Klaus Helzel, Fabian Kempe


Fliesenüberzähne – wie hoch ist zu hoch?


Wer belastbare Grundlagen zur Beurteilung von Höhendifferenzen bei Fliesenflächen (Überzähne) sucht, findet viele Regelwerke, die allgemeine Angaben zu Toleranzen oder den zugehörigen Arbeiten machen. Konkrete Angaben lassen sich in der für Toleranzen »zuständigen« DIN 18202 [1] erwarten – dort fehlen sie aber.
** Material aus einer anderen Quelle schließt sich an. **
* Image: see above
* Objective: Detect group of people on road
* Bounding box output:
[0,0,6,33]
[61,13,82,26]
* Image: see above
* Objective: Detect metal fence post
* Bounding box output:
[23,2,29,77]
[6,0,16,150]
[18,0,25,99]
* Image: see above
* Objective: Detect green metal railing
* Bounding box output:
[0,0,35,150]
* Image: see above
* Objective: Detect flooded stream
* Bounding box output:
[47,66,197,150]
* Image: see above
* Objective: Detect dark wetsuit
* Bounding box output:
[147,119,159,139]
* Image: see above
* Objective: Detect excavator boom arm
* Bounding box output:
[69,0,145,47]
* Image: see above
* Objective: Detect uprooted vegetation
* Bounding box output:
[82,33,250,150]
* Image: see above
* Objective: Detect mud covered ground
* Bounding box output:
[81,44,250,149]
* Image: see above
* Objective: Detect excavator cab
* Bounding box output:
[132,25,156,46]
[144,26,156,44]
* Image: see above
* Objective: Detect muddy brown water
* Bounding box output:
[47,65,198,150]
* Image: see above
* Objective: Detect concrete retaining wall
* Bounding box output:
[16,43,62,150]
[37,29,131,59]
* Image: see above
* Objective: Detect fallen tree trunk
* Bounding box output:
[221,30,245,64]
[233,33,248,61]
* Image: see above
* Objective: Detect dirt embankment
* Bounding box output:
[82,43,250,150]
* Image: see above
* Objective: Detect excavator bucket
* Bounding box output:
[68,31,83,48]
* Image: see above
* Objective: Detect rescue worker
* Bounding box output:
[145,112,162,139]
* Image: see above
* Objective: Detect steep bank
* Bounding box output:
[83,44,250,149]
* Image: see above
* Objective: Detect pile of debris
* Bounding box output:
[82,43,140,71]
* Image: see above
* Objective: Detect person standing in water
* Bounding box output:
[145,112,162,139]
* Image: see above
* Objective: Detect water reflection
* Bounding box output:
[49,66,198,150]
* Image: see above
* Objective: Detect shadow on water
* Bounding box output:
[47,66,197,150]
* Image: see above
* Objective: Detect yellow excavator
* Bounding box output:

Betrachtet werden daher im Folgenden die DIN 18333:2019-09 [2], die Fachveröffentlichung »Hinzunehmende Unregelmäßigkeiten bei Gebäuden« (Oswald und Abel) [3], das Merkblatt »Hinweise zur Beurteilung von Überzähnen bei Fliesen- und Plattenbelägen« (euroFEN) [4] sowie das Merkblatt »Höhendifferenzen in Keramischen-, Betonwerkstein- und Naturwerksteinbekleidungen und Belägen« (ZDB-Merkblatt) [5].


Material – strang- oder trockengepresst?

Welche Abweichungen bei Fliesen zulässig sind, hängt auch vom Material ab, das einen erkennbaren Anteil an der Gesamtabweichung der zu betrachtenden Leistung hat. Darauf verweist auch die DIN EN 14411:2016 [6]. Darin sind Klassifizierungen, Eigenschaften und Überprüfungen der Leistungsbeständigkeit und Kennzeichnung zu finden.

Unterschieden wird zwischen stranggepressten und trockengepressten Fliesen. Während bei Ersteren eine durchschnittliche Dickenabweichung (Materialstärke) jeder Fliese von ± 10% zulässig ist, sind es bei Letzteren ± 0,5 mm. Je nach Nennmaß der Fliesen sind zudem Mittelpunktüberwölbungen – bezogen auf die Diagonale – von ± 2 mm zulässig (Nennmaß Fliese ≥ 15 cm, also übliche Fliesengröße).


Beurteilungsgrundlagen im Vergleich

Nach DIN 18333, Abschnitt 3.1.3, sind für Innenräume bei Platten bis 0,25 m2 Größe (Beispiel Fliese 50 cm x 50 cm) zwischen benachbarten Platten Absätze und Höhensprünge bis 1,5 mm zulässig. Bei Platten größer als 0,25 m2 sind bis zu 2 mm zulässig. Über 0,5 m2 Plattengröße sind für Innenräume zulässige Höhensprünge gesondert zu vereinbaren.

Das heißt: Höhensprünge werden abhängig zur verlegten Fliesengröße betrachtet. Oswald und Abel nennen 1 mm als Grenzwert und verweisen zugleich darauf, dass dieser aufgrund der Maßtoleranzen bei Fliesen ± 1 mm je nach Fliesenart deutlich überschritten werden kann.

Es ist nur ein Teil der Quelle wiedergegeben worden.